Sosyal güvenlik sisteminde etkin tedbirler alınmasına ihtiyaç bulunmaktadır. Prim alacaklarının özenli, etkin ve tavizsiz bir şekilde takip ve tahsil edilmesini, prim alacakları karşılığında edinilen taşınmazların gerçek değeri üzerinden hızla satılarak kaynağa dönüştürülmesini, hastane, ilaç ve tıbbi malzeme ödemeleri konusunda etkin önlemler alınmasını gerekli görüyoruz.

Kayıt dışı istihdam ve prime esas kazancın düşük bildirilmesi önemli bir sorundur. Kayıt dışı istihdam oranı 2025 yılı üçüncü çeyreği itibarıyla yüzde 26,9'dur. Sosyal güvenlik sisteminde sigortalı sayısının ve gelirlerinin artırılması için kayıt dışı istihdamın kayda alınması ve prime esas kazancın düşük bildirilmesinin önlenmesi gerekmektedir. 2026 Yılı Cumhurbaşkanlığı Yıllık Programı'nda aylık bağlama sisteminin kişilerin daha çok istihdamda kalmasını teşvik edecek ve mali yük getirmeyecek şekilde yeniden düzenleneceği yer almıştır. Emeklilerimizin yıllarca hizmet verdikten sonra geçim kaygısı duymadan onuruna yaraşır bir hayat sürmesini temin etmek devletin önemli ve öncelikli görevlerinden biridir. Aslında sosyal sigorta sisteminde ödenen primler ile bağlanan emekli aylıkları arasında bir denge olması gerekmektedir. Bu dengede bozulma olduğu, emekli aylıkları arasında ciddi eşitsizlikler oluştuğu görülmektedir. Aylık bağlama sisteminde kişilerin daha çok istihdamda kalmasını da teşvik edecek şekilde aylık bağlama oranının artırılması ve büyümeden tam pay verilerek güncelleme katsayısının iyileştirilmesi, emekli aylıkları arasında oluşan eşitsizlikleri kademeli olarak giderecek düzenlemelerin yapılması gerekli görülmektedir.

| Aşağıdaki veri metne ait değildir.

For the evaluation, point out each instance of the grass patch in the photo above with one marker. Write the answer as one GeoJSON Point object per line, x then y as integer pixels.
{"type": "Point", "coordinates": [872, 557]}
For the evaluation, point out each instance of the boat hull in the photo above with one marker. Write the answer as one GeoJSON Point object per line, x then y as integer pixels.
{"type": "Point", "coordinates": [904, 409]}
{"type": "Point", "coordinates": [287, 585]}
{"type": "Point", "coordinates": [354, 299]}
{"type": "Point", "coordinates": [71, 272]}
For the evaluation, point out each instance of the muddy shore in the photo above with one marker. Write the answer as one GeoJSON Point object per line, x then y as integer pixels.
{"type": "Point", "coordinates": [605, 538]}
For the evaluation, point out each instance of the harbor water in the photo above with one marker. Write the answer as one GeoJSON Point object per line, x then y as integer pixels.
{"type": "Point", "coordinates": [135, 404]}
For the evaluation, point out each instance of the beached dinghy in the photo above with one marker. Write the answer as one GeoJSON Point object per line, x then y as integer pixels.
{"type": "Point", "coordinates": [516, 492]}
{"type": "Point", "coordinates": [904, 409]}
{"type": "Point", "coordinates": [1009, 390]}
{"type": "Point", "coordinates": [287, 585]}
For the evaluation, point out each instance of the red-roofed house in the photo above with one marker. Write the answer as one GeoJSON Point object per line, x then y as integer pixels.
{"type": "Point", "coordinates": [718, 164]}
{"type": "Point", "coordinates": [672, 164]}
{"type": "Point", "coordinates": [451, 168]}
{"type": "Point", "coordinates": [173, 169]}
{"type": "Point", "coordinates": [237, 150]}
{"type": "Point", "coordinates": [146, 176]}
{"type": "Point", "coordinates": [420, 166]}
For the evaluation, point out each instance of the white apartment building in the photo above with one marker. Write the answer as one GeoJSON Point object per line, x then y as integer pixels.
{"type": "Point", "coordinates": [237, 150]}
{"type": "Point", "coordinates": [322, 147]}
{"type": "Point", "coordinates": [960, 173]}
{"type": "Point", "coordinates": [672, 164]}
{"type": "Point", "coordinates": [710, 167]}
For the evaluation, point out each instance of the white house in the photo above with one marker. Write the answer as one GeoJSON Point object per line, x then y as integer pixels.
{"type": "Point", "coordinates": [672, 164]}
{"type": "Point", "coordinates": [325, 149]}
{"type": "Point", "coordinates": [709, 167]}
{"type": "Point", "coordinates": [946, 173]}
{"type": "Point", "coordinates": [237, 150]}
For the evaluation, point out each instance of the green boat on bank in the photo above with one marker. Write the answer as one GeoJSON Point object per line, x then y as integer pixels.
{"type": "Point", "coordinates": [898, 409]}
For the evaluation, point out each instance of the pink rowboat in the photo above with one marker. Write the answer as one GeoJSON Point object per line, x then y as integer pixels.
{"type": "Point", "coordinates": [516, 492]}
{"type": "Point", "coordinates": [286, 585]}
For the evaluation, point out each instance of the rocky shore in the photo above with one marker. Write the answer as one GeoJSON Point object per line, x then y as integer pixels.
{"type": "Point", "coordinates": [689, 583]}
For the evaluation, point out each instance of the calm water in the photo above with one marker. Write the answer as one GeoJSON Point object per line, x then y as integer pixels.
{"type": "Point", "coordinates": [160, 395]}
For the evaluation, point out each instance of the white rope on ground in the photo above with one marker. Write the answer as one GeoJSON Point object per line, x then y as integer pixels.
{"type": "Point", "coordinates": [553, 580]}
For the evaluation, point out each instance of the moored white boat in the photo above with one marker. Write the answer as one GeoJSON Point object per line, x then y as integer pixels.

Değerli milletvekilleri, vergi politikasının temel amacı, devlete gelir sağlarken vergi yükünün toplumun çeşitli kesimleri arasında mümkün olduğu kadar adaletli dağıtılmasıdır. Ülkemizde vergi sistemi karmaşık ve sürekli değişen bir yapıya sahiptir. Vergi mevzuatında sürekli yapılan değişiklikler öngörülebilirliği engellemekte, mükelleflerin vergi mevzuatına uyum sağlamasını zorlaştırmakta, idareye olan güveni sarsmak suretiyle kayıt dışı ekonomiye yönlendirmektedir. Esasen basit, sade, anlaşılır ve hakkaniyetli bir vergi reformu ihtiyacı bulunmaktadır. Milliyetçi Hareket Partisi, vergiye uyumu kolaylaştıran, öngörülebilirliği artıran, yatırım ve üretimi destekleyen, herkesin mali gücüne göre vergi ödediği adaletli bir vergi sisteminin oluşturulması görüşündedir.

Ülkemizde toplam vergi ve sigorta primi gelirlerinin millî gelir içindeki payı yüzde 23,5 iken OECD ortalaması yüzde 33,9; Avrupa Birliğinde ise yüzde 40'tır. Ülkemizde vergi yükünün düşük olması, vergilendirilmeyen kazançların varlığından ve kayıt dışılığın yaygınlığından kaynaklandığı şeklinde değerlendirilmektedir. Kayıt dışı ekonomi vergi tabanının aşınmasına ve kaynakların kontrol dışına çıkmasına yol açmakta, bu da vergide adalet ve eşitlik ilkesine aykırı olarak kayıt altındaki kesime önemli bir dezavantaj oluşturmaktadır. Kayıt dışı ekonomiyle kararlı mücadeleyi destekliyoruz. Bu doğrultuda vergilendirilmeyen gelirlerden vergi alınmasını, özellikle de beyana tabi gelirleri ile harcamaları arasında uyumsuzluk olan mükelleflere yönelik etkin, yaygın ve yoğun denetimlerin tavizsiz sürdürülmesini gerekli görüyoruz.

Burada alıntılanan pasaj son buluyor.